Trezor Warns Users of Phishing Scam via Compromised Support Form

Trezor, a prominent manufacturer of crypto hardware wallets, has issued a warning to its users regarding a phishing scam that exploited its customer support form. The company revealed that attackers submitted fraudulent queries through its contact form using compromised email addresses, which triggered automated responses that appeared to originate from Trezor support. These responses were then used to deliver phishing messages, urging users to disclose their wallet backups.

Trezor emphasized the legitimacy of these scam emails, cautioning users to never share their wallet backups, as they must remain private and offline. The company reiterated that Trezor will never request a user's wallet backup. The issue has been contained, and no internal data or email systems were compromised. The contact form remains safe to use, but the attackers likely utilized addresses gathered from older data leaks to execute the scheme.

Trezor is actively researching ways to prevent future abuse, stressing that security is an ongoing process and urging users to stay vigilant. This is not the first time Trezor has faced an email-based attack. In 2022, a breach of its newsletter provider led to a phishing campaign that tricked users into downloading malware disguised as a Trezor firmware update.

Other major players in the crypto wallet space have also encountered similar issues. In 2020, Ledger experienced a data leak that exposed customer emails and phone numbers, resulting in a wave of phishing attempts that continue to this day. Wallet providers like MetaMask and Trust Wallet have also warned about fake support agents targeting users via various platforms, including email, Discord, Telegram, and social media.
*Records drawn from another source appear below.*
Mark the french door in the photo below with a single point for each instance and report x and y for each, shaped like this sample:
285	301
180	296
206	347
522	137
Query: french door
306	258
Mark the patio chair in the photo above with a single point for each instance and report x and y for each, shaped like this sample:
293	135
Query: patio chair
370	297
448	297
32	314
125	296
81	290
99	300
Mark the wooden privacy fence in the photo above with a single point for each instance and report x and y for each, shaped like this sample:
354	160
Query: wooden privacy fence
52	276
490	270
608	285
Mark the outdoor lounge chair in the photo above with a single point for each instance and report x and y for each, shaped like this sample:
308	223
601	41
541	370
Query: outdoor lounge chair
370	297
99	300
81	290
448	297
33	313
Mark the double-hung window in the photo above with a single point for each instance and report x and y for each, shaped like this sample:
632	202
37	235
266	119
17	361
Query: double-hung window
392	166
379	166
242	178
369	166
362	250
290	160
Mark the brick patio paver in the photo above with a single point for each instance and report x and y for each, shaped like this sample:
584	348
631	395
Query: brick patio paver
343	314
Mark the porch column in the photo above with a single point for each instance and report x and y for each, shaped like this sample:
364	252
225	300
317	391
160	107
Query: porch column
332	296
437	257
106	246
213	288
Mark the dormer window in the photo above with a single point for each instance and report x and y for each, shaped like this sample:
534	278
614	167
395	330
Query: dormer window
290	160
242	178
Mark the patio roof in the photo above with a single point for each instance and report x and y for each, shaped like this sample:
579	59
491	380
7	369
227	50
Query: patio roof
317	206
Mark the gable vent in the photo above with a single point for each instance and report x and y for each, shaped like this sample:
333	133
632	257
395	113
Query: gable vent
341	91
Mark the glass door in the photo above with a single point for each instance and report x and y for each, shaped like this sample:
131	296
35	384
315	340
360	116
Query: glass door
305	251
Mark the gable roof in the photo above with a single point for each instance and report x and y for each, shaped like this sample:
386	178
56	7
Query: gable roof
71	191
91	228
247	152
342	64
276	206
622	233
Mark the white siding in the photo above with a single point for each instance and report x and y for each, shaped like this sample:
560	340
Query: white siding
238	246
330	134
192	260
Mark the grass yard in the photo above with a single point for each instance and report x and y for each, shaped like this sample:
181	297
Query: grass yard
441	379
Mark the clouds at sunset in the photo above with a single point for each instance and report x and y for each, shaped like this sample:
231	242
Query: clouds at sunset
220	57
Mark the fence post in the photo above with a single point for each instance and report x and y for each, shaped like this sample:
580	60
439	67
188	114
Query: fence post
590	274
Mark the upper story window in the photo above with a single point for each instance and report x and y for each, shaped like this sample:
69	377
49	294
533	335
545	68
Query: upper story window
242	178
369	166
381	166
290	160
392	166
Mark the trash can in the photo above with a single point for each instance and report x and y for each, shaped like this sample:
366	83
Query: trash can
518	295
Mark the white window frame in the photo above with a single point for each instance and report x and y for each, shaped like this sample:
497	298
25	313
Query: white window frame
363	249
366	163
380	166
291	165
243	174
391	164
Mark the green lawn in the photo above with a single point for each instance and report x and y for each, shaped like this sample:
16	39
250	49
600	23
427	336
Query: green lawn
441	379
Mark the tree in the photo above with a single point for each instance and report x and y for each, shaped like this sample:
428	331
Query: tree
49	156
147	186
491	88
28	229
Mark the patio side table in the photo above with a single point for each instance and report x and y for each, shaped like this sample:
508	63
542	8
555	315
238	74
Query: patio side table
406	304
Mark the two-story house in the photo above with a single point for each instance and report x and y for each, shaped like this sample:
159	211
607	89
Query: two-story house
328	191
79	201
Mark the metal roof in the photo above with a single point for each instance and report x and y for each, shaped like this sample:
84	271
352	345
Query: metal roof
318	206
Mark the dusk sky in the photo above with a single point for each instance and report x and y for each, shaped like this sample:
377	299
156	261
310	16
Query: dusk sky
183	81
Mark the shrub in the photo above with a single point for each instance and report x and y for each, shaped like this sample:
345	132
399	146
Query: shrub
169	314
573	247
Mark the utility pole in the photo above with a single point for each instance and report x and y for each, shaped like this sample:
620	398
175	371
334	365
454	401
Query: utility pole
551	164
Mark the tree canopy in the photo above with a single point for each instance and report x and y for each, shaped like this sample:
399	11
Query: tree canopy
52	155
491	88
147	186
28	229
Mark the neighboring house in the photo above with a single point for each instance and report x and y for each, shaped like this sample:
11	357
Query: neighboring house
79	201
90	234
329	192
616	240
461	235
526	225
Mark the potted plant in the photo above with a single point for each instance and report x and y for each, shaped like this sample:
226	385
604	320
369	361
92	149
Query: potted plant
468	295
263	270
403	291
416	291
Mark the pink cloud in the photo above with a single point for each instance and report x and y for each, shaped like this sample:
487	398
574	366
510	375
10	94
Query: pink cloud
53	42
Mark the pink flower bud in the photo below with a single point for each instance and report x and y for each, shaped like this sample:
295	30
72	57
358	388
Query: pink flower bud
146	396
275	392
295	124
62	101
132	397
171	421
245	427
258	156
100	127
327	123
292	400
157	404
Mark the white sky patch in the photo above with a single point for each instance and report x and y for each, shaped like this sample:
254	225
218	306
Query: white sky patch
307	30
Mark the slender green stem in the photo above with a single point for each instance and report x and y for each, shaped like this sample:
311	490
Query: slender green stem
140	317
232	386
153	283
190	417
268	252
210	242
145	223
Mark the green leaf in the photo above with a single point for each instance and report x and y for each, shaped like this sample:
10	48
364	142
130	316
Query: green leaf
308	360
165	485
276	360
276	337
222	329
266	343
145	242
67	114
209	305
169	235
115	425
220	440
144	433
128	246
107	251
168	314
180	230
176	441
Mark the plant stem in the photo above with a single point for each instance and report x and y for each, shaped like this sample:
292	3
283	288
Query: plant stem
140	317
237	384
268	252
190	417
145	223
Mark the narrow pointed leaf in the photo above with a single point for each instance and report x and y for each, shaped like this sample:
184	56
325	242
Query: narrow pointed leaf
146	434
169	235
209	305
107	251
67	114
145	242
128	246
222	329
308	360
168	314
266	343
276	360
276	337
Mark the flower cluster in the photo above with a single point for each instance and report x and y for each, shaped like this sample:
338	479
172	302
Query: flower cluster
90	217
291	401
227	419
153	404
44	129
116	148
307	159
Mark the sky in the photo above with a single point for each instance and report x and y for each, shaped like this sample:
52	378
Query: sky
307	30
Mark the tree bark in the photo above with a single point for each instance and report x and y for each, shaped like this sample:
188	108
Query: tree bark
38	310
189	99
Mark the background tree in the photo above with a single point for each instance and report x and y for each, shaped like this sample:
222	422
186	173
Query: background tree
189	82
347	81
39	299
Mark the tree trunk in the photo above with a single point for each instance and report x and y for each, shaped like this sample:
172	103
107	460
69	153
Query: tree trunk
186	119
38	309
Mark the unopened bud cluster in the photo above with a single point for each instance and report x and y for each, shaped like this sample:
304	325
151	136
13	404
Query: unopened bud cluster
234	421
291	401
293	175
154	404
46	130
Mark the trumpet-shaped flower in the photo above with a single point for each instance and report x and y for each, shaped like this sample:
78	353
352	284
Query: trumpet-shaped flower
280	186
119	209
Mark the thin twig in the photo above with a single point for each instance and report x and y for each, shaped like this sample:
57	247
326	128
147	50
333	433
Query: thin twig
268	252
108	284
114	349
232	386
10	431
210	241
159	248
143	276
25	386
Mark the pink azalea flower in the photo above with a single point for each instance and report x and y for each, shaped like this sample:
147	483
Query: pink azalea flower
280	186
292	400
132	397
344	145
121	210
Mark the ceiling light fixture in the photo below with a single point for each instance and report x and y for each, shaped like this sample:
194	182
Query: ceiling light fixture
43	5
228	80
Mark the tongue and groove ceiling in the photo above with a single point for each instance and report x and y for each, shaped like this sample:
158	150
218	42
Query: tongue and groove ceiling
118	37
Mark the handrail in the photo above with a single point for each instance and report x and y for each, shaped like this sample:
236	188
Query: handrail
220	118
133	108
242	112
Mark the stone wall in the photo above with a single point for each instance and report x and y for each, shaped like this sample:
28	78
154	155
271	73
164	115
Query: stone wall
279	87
The broader crypto space remains a prime target for phishing campaigns. In a recent incident, a victim lost $2.6 million in stablecoins in two separate phishing incidents within a span of just three hours. Attackers are increasingly relying on creative entry points, such as fake wallet apps, pop-up ads, and even postal letters impersonating security notices.

Earlier this week, a malicious bannerBANR-- was removed from a prominent crypto platform that prompted users to “verify” wallets via a suspicious link. The platform also confirmed a brief security lapse that allowed a scam airdrop ad to appear on its homepage, which has since been removed.